An award of computer time was provided by the Innovative and Novel Computational Impact on Theory and Experiment (INCITE) program. This research used resources of the Argonne Leadership Computing Facility, which is a DOE Office of Science User Facility supported under contract DE-AC02-06CH11357. This research also used resources of the Oak Ridge Leadership Computing Facility, which is a DOE Office of Science User Facility supported under Contract DE-AC05-00OR22725.

For OuterRim data
Heitmann, K., Finkel, H., Pope, A., Morozov, V., Frontiere, N., Habib, S., Rangel, E., Uram, T., Korytov, D., Child, H., Flender, S., Insley, J., Rizzi, S., 2019. The Outer Rim Simulation: A Path to Many-Core Supercomputers, arXiv:1904.11970
An award of computer time was provided by the INCITE program.

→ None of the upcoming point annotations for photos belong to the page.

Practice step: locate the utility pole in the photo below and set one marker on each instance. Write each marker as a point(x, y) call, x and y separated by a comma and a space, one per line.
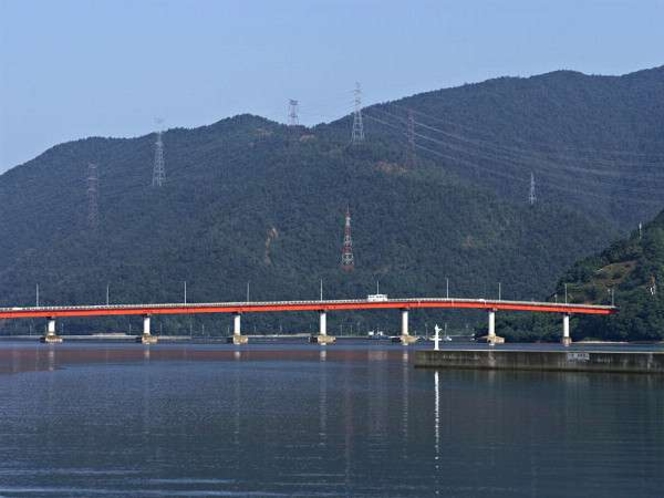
point(358, 127)
point(293, 119)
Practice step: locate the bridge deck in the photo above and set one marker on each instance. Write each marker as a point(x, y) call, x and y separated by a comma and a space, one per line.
point(276, 306)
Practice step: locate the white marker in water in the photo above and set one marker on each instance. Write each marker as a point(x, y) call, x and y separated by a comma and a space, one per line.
point(436, 338)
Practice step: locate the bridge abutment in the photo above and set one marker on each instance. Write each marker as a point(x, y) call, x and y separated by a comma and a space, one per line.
point(147, 337)
point(566, 340)
point(238, 339)
point(406, 338)
point(51, 337)
point(322, 338)
point(491, 337)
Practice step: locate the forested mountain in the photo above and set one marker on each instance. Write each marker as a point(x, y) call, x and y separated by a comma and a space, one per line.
point(628, 274)
point(249, 200)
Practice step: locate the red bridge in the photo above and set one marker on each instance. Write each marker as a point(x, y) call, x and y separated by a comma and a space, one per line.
point(51, 313)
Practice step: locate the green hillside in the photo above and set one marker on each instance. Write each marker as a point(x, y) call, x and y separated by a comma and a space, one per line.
point(249, 200)
point(628, 274)
point(632, 269)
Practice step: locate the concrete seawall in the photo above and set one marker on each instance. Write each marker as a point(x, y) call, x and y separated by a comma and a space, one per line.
point(558, 361)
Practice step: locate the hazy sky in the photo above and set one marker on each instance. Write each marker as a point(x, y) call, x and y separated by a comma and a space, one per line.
point(77, 68)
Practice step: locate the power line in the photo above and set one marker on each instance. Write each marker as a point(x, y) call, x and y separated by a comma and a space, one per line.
point(357, 135)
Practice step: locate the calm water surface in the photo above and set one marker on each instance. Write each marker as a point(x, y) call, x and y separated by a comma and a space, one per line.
point(287, 419)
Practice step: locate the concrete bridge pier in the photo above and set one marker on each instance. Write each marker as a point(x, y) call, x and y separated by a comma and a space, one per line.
point(491, 337)
point(238, 339)
point(406, 338)
point(322, 338)
point(147, 337)
point(567, 340)
point(51, 337)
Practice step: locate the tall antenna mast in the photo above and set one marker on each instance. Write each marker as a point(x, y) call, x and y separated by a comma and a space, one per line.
point(92, 193)
point(531, 196)
point(347, 258)
point(159, 170)
point(358, 126)
point(411, 139)
point(293, 119)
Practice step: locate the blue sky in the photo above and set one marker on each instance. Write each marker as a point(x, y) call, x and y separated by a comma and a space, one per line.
point(76, 68)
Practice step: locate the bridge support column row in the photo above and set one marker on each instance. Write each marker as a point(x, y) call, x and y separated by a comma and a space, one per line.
point(147, 337)
point(567, 340)
point(51, 337)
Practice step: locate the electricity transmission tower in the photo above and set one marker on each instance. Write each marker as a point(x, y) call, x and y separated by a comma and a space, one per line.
point(531, 196)
point(293, 119)
point(358, 127)
point(347, 258)
point(411, 139)
point(93, 196)
point(159, 170)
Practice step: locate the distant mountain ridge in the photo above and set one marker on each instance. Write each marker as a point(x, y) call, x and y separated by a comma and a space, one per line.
point(460, 211)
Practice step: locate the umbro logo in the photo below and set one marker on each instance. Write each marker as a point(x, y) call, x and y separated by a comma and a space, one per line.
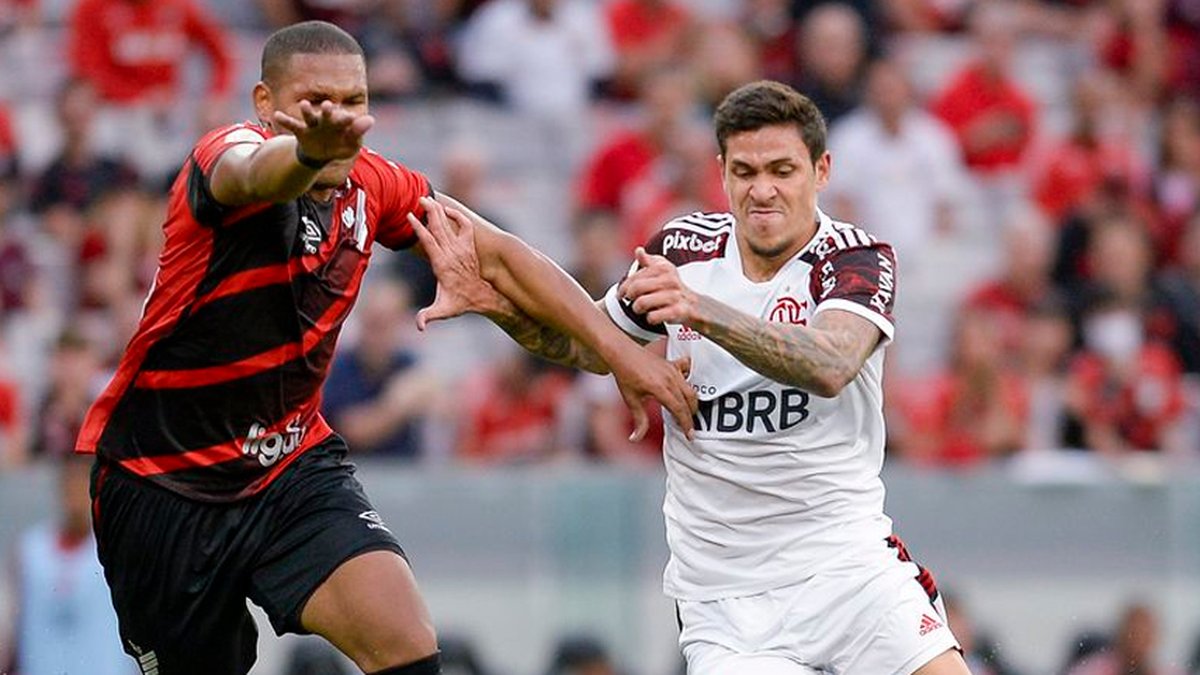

This research used resources of the Argonne Leadership Computing Facility, which is a DOE Office of Science User Facility supported under Contract DE-AC02-06CH11357.

For QContinuum data
Heitmann, K., Frontiere, N., Sewell, C., Habib, S., Pope, A., Finkel, H., Rizzi, S., Insley, J., Bhattacharya, S., 2015. The Q continuum simulation: harnessing the power of GPU accelerated supercomputers. The Astrophysical Journal Supplement Series, 219(2), p.34.
An award of computer time was provided by the INCITE program. This research also used resources of the Oak Ridge Leadership Computing Facility, which is a DOE Office of Science User Facility supported under Contract DE-AC05-00OR22725.